「一致か不一致か」という質問で30分近く会見が停滞

――進行上、問題視されたのはフリージャーナリストの横田増生さん(『ユニクロ帝国の光と影』の著者)が、中居正広氏とトラブルがあったという女性の間で認識が「一致しているか不一致なのか」、はっきりしろと経営陣に迫った場面でした。横田さんが声を荒らげ、20分以上にわたり答えを迫っても、遠藤龍之介副会長たちは「プライバシーに関わることなので答えられない」と明言を避けていましたが……。

【白戸】それについては経営陣の間に「答えない」というコンセンサスがあったのでしょう。
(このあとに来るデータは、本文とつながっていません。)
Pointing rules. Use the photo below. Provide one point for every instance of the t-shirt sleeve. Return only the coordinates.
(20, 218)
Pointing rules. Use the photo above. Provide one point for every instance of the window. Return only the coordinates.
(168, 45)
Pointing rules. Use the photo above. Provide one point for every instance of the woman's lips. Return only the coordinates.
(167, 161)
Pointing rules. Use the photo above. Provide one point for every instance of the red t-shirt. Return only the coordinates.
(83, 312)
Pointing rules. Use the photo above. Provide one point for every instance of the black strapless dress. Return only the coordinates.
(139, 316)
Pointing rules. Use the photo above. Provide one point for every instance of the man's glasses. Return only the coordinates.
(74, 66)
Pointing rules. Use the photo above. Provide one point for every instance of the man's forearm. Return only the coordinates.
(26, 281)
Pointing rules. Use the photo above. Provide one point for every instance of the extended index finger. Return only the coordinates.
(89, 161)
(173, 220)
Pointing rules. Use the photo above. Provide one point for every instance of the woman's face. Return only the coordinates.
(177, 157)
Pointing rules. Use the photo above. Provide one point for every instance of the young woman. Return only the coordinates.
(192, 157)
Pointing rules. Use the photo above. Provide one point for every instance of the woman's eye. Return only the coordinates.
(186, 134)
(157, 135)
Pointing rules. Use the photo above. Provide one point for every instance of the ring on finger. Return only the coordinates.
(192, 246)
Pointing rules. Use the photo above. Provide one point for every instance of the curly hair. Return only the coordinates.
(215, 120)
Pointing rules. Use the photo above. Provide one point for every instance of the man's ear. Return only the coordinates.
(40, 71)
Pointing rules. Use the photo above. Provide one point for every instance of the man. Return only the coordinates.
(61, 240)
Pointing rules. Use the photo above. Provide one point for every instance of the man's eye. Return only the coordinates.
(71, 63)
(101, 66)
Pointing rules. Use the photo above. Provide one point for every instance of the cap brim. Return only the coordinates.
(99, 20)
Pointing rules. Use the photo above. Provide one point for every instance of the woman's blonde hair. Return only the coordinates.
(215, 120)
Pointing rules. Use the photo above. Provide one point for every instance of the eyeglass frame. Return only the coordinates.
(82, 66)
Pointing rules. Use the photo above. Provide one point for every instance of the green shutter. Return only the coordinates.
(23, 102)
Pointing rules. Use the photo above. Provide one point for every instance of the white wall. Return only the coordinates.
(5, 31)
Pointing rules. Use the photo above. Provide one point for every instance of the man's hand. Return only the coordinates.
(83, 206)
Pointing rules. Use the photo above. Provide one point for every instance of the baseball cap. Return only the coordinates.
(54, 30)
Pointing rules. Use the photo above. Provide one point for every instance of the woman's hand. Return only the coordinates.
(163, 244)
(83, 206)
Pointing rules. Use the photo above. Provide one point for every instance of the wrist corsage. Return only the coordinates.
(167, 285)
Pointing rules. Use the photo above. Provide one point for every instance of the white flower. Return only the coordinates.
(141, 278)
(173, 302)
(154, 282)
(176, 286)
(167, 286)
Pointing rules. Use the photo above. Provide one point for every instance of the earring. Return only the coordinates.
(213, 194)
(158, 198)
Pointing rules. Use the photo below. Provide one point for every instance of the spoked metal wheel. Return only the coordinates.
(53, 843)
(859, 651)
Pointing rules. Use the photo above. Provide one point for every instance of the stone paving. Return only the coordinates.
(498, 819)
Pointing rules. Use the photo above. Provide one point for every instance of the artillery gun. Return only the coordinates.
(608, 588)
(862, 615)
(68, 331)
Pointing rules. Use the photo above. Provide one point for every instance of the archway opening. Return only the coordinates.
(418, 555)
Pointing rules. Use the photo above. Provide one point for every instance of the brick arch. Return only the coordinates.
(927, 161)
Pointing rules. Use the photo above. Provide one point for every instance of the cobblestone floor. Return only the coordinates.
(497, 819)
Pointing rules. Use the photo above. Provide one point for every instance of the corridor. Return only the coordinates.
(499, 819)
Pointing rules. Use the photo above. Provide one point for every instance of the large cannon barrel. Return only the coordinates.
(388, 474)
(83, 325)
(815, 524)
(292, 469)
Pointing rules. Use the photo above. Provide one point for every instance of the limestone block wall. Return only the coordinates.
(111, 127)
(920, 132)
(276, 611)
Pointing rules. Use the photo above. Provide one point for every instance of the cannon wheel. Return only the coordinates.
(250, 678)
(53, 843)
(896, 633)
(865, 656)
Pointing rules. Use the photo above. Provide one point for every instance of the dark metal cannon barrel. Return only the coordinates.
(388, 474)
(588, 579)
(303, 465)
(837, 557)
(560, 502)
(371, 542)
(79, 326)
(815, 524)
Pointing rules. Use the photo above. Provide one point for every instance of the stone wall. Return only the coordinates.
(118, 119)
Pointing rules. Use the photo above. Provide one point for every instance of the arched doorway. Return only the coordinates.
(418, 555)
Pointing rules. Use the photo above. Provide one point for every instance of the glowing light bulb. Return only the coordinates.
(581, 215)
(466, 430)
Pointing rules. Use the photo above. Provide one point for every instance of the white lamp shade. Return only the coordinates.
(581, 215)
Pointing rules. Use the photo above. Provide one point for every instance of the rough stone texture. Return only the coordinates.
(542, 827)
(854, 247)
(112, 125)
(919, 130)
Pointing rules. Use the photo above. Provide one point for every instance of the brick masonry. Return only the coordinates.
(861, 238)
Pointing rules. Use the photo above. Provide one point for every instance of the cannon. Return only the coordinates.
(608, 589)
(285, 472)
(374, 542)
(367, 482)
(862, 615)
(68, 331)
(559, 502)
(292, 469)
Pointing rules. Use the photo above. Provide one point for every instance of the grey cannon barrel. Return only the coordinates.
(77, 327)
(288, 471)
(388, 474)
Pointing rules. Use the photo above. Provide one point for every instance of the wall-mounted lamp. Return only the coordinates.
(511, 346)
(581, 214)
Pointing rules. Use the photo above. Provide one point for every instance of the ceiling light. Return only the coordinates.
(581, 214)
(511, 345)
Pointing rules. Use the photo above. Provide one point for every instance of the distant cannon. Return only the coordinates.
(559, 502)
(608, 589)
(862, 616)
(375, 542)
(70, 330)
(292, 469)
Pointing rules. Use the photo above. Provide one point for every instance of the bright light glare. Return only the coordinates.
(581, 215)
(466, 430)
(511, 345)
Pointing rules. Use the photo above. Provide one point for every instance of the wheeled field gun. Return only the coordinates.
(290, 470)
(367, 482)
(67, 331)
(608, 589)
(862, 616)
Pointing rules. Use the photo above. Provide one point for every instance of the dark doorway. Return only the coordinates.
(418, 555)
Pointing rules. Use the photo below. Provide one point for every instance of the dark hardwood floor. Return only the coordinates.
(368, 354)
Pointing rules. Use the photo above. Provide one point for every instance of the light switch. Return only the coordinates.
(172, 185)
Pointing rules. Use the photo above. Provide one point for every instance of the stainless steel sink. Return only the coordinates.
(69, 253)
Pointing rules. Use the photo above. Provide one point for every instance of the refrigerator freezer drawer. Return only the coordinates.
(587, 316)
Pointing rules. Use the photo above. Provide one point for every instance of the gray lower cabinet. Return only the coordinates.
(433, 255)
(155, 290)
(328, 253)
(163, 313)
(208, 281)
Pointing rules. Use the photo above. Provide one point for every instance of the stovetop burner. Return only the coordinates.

ただ、報道の自由、言論の自由の原則がある以上、ジャーナリストによる質問自体を止めることはできないし、「被害者のプライバシーを侵害してでも報道するんだ」という判断も場合によってはあり得ます。

フジテレビの会見に詰めかけた記者、カメラマン
撮影=石塚雅人
新聞・テレビなどのマスコミからYouTuberまで、フジテレビの会見に詰めかけた大勢の記者たち

――週刊誌の不倫スクープなどがそれに該当するでしょうか。報道が優先される場合もあるということですね。

【白戸】記者会見について申し上げると、真相を究明したいのならば、会見での追及は極めて不効率な手法です。今回も名物記者と呼ばれる人たちが激しい調子で質問していましたが、会見を取材活動の中心に置いている記者がいるとしたら、それはジャーナリストの仕事を勘違いしていると思います。会見では相手が嘘をつく場合もありますし、いくらでも隠し事をして、都合の悪い情報を出さないこともできます。

また、人間には、機微に触れる話を大勢の前で話すことをためらう習性がある。したがって、最もしっかり真相を追及できるのは、警察の取り調べがそうであるように、一対一の取材であり、証拠の収集です。取材相手の言質を取る「インタビュー」だけでなく、情報提供者に対する水面下での地道な取材の積み重ねこそがジャーナリストに要求される最も重要な仕事です。会見は取材手法の一部に過ぎないことを、記者自身がもう一度自覚する必要があります。